La otra cuestión es tanto o más sensible. Tiene que ver con la transformación de los espacios políticos tradicionales y las causas que podrían explicar este fenómeno. Sería un error lógico derivar de la situación francesa consecuencias a escala global. Sin embargo, me parece que la fuerza de la reiteración de estos fenómenos impone, cuando menos, alguna reflexión en torno a la manera en que los extremismos han puesto patas arriba el tablero político a lo largo y ancho del mundo occidental. Por esquematizar, aparentemente los espacios ideológicos (donde se regodean las ideologías) y los espacios de acción política (donde aquellas ideologías pasan a la práctica) han colapsado, en el sentido de que se han atomizado mientras, a la vez, han ensanchado irremediablemente sus contornos; a tal punto que, creo, resulta lícito comenzar a preguntarnos qué tan cercana es la posibilidad de rebasar el umbral de lo democráticamente razonable.
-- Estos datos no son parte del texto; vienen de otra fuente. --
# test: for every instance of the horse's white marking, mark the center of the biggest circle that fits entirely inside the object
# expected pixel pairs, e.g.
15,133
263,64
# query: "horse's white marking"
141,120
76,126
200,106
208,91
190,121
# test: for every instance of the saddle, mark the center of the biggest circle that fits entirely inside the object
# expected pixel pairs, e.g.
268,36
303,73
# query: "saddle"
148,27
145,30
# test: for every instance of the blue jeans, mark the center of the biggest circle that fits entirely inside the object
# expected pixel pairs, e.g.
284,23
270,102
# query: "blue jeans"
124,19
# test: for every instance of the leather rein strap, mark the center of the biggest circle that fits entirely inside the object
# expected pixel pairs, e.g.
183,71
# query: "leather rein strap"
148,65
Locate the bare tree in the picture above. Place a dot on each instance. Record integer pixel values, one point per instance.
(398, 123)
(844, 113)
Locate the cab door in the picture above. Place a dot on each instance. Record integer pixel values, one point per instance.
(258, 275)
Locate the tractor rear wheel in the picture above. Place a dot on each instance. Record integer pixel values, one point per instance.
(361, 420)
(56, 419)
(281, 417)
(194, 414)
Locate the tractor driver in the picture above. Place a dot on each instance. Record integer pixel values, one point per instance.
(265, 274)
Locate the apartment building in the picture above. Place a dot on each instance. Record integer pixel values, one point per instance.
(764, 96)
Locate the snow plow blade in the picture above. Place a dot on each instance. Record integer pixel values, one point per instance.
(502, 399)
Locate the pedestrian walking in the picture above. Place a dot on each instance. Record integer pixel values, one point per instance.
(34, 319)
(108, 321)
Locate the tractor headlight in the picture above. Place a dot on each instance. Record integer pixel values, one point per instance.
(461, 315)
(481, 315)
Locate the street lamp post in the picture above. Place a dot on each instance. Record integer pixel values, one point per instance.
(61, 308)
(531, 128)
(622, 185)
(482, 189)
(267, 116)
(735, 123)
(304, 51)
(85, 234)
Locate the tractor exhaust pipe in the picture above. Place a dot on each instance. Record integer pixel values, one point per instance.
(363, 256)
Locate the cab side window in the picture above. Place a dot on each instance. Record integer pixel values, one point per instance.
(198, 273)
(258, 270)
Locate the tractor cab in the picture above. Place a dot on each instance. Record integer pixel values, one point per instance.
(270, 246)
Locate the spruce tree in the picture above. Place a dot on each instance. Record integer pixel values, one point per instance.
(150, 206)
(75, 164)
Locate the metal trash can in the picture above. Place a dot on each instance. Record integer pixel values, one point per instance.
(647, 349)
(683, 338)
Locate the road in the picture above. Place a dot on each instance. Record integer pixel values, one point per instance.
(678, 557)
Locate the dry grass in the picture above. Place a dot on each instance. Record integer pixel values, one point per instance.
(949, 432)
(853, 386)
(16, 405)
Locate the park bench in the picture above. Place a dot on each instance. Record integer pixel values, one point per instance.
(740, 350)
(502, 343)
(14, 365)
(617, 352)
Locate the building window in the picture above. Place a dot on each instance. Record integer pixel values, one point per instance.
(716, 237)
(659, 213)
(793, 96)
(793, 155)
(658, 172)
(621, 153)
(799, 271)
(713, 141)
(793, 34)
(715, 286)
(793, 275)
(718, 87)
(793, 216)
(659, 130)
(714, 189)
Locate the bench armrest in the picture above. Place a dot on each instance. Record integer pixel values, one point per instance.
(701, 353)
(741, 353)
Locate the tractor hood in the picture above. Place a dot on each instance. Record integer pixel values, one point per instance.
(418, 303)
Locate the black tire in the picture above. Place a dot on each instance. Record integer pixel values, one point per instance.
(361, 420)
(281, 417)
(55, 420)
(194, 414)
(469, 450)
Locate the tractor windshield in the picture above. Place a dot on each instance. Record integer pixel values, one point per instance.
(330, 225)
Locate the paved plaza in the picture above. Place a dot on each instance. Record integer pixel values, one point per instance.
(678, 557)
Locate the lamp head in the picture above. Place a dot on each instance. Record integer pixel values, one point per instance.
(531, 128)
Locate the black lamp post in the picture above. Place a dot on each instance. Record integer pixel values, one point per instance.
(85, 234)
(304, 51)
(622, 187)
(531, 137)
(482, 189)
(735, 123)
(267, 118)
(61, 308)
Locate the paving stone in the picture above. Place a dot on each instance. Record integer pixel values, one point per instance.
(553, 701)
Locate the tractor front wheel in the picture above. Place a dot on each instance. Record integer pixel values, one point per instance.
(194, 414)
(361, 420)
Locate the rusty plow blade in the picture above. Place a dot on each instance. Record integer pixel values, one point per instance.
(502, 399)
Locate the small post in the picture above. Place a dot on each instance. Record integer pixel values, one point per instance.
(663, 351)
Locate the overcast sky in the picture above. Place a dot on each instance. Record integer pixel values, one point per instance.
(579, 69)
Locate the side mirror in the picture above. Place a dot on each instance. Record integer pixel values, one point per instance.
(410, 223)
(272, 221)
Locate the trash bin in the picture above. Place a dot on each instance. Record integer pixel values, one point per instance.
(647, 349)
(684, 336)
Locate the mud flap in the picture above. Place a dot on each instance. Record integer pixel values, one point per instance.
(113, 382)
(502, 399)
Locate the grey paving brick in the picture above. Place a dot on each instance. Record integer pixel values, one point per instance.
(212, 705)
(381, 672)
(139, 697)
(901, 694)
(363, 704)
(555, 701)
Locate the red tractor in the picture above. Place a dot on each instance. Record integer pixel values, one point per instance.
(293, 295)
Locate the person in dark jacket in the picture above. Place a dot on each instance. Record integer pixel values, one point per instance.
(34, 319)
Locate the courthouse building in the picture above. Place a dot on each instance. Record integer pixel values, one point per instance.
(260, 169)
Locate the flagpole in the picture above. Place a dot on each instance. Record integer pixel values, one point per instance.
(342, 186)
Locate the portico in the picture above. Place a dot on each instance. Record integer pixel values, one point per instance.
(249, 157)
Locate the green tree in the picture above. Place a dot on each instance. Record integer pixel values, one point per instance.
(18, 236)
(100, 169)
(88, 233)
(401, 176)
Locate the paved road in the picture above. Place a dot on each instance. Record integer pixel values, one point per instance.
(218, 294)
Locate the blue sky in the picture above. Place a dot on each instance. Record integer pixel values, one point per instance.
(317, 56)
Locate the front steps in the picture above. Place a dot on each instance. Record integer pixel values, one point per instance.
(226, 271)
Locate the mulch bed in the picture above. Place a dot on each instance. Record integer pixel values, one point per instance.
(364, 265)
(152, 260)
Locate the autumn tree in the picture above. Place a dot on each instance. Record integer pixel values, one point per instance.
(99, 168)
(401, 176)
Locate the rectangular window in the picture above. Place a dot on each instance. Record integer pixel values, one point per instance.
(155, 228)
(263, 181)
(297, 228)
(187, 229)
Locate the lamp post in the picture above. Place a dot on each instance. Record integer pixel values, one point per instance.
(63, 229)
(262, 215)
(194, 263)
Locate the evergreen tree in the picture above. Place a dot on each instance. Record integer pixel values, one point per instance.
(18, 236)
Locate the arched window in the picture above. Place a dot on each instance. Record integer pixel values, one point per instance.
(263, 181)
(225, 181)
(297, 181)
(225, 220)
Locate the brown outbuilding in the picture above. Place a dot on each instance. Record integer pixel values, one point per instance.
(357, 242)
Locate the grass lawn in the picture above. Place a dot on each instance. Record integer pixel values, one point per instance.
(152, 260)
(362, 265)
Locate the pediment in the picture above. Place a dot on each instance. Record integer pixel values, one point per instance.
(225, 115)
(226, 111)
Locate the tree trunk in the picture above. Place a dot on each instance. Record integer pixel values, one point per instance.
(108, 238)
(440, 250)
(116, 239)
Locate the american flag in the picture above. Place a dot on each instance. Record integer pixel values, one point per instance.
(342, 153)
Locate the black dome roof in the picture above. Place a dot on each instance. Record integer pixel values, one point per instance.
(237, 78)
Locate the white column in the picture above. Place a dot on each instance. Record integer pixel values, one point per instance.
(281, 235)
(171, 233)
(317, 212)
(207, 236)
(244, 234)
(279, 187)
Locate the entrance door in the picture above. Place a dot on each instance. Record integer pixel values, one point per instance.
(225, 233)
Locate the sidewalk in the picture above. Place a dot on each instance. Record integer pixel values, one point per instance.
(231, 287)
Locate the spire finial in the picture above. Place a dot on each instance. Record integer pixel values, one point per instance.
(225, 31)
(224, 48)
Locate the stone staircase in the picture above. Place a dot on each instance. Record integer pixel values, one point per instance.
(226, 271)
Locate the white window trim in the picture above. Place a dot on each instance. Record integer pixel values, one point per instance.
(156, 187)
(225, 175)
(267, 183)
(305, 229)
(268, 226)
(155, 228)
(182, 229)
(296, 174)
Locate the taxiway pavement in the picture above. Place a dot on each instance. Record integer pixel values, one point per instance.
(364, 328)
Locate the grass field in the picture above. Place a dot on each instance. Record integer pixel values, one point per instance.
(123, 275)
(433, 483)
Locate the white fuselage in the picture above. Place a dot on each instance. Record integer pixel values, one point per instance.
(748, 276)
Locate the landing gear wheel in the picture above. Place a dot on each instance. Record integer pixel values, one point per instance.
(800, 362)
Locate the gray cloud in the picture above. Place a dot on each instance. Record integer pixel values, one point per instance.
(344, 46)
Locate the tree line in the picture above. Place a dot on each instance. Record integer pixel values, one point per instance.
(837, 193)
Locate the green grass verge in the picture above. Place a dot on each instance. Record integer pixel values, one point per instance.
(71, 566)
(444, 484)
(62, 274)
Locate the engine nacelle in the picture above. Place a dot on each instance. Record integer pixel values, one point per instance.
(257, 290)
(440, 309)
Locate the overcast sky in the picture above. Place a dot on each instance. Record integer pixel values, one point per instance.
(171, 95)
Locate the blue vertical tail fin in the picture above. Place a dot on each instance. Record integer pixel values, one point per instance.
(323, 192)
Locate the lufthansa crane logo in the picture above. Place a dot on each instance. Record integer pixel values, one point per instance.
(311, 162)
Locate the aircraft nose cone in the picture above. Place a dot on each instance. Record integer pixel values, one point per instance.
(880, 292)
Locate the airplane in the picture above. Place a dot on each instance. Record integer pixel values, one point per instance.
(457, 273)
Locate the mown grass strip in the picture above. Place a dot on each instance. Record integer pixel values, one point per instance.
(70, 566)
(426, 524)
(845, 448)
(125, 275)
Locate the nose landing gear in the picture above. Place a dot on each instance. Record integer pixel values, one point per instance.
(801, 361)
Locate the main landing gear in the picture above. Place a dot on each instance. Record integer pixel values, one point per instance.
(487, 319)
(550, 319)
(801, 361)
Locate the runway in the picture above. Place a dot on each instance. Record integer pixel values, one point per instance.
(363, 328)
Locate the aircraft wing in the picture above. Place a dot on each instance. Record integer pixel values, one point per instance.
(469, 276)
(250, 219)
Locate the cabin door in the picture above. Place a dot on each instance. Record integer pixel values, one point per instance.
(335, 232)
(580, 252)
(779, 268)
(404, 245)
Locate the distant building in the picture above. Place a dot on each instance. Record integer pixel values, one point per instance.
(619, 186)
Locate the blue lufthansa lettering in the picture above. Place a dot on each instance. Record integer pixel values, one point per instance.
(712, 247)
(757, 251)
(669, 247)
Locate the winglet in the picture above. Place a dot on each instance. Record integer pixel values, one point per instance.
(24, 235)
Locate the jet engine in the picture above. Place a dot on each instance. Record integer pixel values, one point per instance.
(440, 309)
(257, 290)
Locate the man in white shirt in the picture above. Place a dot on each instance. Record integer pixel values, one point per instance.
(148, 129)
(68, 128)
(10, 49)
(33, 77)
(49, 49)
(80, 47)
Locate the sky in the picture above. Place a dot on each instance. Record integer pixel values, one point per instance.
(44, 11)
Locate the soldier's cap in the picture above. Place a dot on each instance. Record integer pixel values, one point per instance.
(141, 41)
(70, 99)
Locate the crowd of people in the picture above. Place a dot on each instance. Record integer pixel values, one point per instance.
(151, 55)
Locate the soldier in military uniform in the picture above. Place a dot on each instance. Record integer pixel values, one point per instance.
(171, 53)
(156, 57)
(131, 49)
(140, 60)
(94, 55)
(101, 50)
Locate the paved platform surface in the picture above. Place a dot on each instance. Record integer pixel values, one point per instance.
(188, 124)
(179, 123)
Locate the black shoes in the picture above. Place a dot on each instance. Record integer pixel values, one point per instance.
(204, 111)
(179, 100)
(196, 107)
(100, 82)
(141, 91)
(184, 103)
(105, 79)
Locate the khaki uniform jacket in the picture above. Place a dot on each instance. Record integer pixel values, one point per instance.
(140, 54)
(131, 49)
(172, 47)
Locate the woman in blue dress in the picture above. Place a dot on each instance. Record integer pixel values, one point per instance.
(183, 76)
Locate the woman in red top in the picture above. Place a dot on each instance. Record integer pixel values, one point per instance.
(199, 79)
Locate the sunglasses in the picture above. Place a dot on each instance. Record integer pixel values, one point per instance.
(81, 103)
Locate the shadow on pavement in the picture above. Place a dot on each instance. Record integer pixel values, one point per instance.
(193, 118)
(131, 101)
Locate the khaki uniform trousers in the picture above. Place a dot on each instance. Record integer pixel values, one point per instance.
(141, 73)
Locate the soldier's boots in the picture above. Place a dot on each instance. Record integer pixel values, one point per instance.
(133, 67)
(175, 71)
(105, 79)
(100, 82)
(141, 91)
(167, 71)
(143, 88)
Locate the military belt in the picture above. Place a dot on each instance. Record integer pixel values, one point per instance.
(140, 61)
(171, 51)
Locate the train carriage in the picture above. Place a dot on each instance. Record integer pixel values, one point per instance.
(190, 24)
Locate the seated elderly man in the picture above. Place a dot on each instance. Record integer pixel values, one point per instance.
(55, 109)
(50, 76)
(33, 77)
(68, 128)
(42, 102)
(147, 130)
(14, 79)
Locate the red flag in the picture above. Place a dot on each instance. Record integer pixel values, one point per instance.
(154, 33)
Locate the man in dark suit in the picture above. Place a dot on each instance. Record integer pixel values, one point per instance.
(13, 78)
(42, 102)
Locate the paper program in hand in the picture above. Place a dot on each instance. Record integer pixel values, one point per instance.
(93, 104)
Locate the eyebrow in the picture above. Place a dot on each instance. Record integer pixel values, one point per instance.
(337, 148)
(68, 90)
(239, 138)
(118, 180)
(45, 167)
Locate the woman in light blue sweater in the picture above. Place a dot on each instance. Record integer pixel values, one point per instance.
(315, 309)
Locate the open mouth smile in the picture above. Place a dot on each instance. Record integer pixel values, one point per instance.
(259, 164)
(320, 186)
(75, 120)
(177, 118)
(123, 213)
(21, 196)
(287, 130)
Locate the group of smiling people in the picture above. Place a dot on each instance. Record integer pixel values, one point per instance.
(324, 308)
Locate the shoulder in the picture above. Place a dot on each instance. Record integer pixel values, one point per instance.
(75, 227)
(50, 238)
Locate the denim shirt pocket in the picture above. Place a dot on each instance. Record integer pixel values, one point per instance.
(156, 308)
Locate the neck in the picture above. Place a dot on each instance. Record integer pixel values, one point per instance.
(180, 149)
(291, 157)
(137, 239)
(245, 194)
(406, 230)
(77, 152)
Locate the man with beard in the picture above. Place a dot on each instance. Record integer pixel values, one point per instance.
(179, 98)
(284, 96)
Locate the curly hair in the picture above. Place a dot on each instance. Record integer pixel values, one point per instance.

En tal sentido, parece claro que los espacios políticos moderados han pasado de moda. Bien por la capacidad seductora de lo innovador, o bien por la fuerza de los hechos y el empuje insoportable de la historia, han pasado a interpretar un papel secundario. No obstante, el problema no es tanto la dinámica contracción-ampliación de las ideologías políticas: parece un proceso cíclico, atendiendo a la historia política de Occidente y a la manera tan natural en que la política normalmente busca interactuar con la condición material de la vida humana. El problema, me parece, surge de la combinación de esta especie de implosión con los incordios que encarnan el populismo y el tribalismo que, a la fecha, plantean algunos proyectos políticos.
Es un mejunje difícil de descifrar; de esta mezcla no se sabe muy bien qué puede resultar. Es perfectamente posible que un contexto social marcado por semejante sobrecarga de información, semejante saturación ideológica, semejante implosión político-partidaria, derive en procesos muy ricos y fructíferos en términos democráticos: un buen ejemplo de ello, al menos tomado superficialmente, podría ser el caso chileno. Pero también es plausible lo contrario. Puede que, con Le Pen, Francia acabe cooptada por fenómenos políticos anclados en (o que orbitan alrededor de) amenazas y temores que se pensaban superados con el advenimiento del nuevo siglo. Puede que –como en España, con la entrada de Vox al tren gubernamental autonómico, partido que vaya usted a saber en qué punto se encuentra entre la derecha y la extrema derecha— aquellos miedos, supuestamente superados, vuelvan a salir de abajo de la cama.